SHARE

An army marches on its stomach, and leaves trash in its wake. 

Before combat can even begin, militaries start generating waste. Disposing of refuse, such as wrappers, containers, and disused packaging, is a problem at every stage of the life cycle. It takes energy to ship the packaging into a country, it requires dedicated resources to get rid of it, and improper disposal can leave long-lasting damage on the environment and on people who breathe the fumes from burn pits. That’s why DARPA, the Pentagon’s blue-sky projects wing, wants future supplies packaged in waste that is itself useful a second time, whether as fuel, building material, or food itself.

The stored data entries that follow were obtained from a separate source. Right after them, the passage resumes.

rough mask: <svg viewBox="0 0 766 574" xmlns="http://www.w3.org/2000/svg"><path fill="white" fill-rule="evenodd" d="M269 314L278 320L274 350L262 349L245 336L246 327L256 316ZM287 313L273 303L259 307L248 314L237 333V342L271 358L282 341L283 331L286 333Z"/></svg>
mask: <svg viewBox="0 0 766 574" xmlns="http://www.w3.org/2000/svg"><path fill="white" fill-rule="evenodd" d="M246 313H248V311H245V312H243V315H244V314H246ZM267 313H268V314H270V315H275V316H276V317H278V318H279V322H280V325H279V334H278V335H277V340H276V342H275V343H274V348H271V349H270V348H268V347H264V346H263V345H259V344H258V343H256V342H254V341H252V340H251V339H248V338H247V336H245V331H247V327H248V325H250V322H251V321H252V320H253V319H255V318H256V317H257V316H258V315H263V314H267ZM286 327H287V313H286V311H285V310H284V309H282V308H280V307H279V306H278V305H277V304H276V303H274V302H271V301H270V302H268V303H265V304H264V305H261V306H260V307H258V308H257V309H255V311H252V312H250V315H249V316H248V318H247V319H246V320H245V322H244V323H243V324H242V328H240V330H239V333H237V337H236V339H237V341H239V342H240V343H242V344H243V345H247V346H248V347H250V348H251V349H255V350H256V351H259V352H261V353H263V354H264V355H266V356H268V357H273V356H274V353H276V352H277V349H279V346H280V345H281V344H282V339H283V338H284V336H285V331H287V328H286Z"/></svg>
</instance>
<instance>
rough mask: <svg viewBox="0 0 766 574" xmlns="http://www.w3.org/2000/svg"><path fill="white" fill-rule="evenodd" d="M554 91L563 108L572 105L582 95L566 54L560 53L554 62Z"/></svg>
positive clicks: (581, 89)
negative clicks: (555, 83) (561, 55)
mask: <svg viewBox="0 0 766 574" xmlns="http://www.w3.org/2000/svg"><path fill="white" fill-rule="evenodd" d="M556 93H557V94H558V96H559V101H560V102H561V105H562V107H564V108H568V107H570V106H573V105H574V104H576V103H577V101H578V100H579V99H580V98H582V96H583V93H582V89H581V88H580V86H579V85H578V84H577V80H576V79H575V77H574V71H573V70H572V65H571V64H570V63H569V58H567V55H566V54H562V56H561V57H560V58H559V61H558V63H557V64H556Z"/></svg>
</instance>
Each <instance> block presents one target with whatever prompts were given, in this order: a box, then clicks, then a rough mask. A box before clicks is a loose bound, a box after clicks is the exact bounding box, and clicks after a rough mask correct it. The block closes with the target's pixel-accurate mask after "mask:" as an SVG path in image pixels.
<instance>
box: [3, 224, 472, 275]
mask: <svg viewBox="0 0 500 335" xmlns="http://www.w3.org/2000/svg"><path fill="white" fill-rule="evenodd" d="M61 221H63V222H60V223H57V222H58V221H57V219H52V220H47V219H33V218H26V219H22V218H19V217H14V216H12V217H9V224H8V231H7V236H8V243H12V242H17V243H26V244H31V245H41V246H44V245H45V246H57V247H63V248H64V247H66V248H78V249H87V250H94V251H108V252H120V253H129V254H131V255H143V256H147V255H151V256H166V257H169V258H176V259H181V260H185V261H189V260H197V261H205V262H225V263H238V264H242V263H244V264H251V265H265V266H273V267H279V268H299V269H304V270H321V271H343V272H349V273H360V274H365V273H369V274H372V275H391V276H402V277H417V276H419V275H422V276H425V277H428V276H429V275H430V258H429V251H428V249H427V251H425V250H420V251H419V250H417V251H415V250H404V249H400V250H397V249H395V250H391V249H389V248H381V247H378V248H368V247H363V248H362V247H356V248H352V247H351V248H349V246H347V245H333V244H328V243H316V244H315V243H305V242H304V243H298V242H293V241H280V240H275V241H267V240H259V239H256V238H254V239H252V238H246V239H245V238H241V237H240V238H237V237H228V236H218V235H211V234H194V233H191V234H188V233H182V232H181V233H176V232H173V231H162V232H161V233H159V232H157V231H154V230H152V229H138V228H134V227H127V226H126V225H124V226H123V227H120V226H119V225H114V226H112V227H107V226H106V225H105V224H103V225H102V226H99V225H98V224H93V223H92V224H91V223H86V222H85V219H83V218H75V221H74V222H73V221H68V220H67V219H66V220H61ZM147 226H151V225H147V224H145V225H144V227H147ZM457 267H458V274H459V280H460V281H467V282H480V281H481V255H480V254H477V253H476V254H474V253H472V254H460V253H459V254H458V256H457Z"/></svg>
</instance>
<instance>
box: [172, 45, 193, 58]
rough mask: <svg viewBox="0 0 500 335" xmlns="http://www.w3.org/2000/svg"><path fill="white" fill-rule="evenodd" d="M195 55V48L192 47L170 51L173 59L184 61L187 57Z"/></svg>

This is the goal of DARPA’s ReSource program, which is soon going to be moving onto its second phase. In the first phase, teams from Battelle (a private research company frequently contracted by the government), Iowa State University, MIT, and Michigan Technological University, alongside government partners, studied proofs-of-concept for such waste conversion.

This waste can take many forms. Consider one of the simplest: a disposable or recyclable water bottle. It offers many virtues, and of course the water it holds for a thirsty soldier is its primary purpose. It’s self-contained, well-portioned, universally needed, and vital in a pinch. The bottle also has its own mass, which is modest in isolation and massive at scale if there are many of them. Right now, once the bottle is used, it’s just waste. But ReSource envisions a second, useful afterlife for such trash.

[Related: Australian soldiers are testing out stealthy e-bikes for scouting missions]

“Performer teams are tasked with developing systems to break down mixed waste, including common plastics, reformulate the waste at the molecular level into strategic materials and chemicals,” describes DARPA, “and recover purified usable products such as oils, lubricants, and edible macronutrients.”

The ReSource program was first announced in 2019, and in 2020 the team from Michigan Technological University described their plan to turn plastic into protein powder using bacteria.

“Our project is trying to find ways to convert waste plastic into protein powder or nutritional supplements and lubricants,” Steve Techtmann, assistant professor of biological sciences at Michigan Technological University, said in a release. “The general idea is that plastic is hard to break down using biology because it’s made up of a polymer, and its units are stuck together. To break apart the polymer, some bacteria can do this, but it’s very slow. So, to convert plastic into food quickly, we need an alternative approach.”

That approach, at least as envisioned in 2020, was to create a kind of black-box processor, which would put empty water bottles in one end, use heat to break down the bottle, then pass it to a chamber of bacteria that would further process the plastic. The end product would be a protein powder, ready to mix into a soldier’s next drink.

Much work on ReSources still needs to be done to prove that such methods are even viable, to say nothing of the hurdle of getting soldiers to mix processed water bottle remains into their next beverage. 

[Related: Tank in trouble? The Army can just 3D print the part.]

Another use case, pursued by both Michigan and the team from Battelle, focuses on a more expected conversion product, one that skips the food route entirely and focuses on guns.

Battelle chose to focus its conversion process on polyethylene and polyethylene terephthalate, two plastics commonly used in milk jugs and single-use water bottles, respectively. “The team had the choice of a variety of food, pharmaceutical and chemical outputs and selected gun lubricant because the material is both critical to warfighters in the field,” said Battelle in a release.

Guns are a series of moving parts, and friction that causes a gun jam can be fatal. Converting packaging waste into gun lubricant increases the likelihood that soldiers have what they need on hand, and reduces the amount of lubricant that needs to be shipped to forward bases in the first place.

For Battelle’s process, they also turned to bacteria to break down the components. Bacteria self-replicate, meaning only a small amount of the microorganisms would be needed to start the process. Like the Michigan team, Battelle described the time of biological degradation as the greater obstacle, with an expressed desire to speed the process along.

Incinerators and burn pits, which were for years the default waste disposal method of the US military in Afghanistan, come with health risks in the form of hazardous byproducts, durable ground contamination, and the additional risk of light; running an incinerator at night means illuminating part of a base, allowing hostile forces to better see their targets.

Even if early results of ReSource don’t offer quite the speed desired, the ability to convert in-country waste into useful resources would be a huge boon.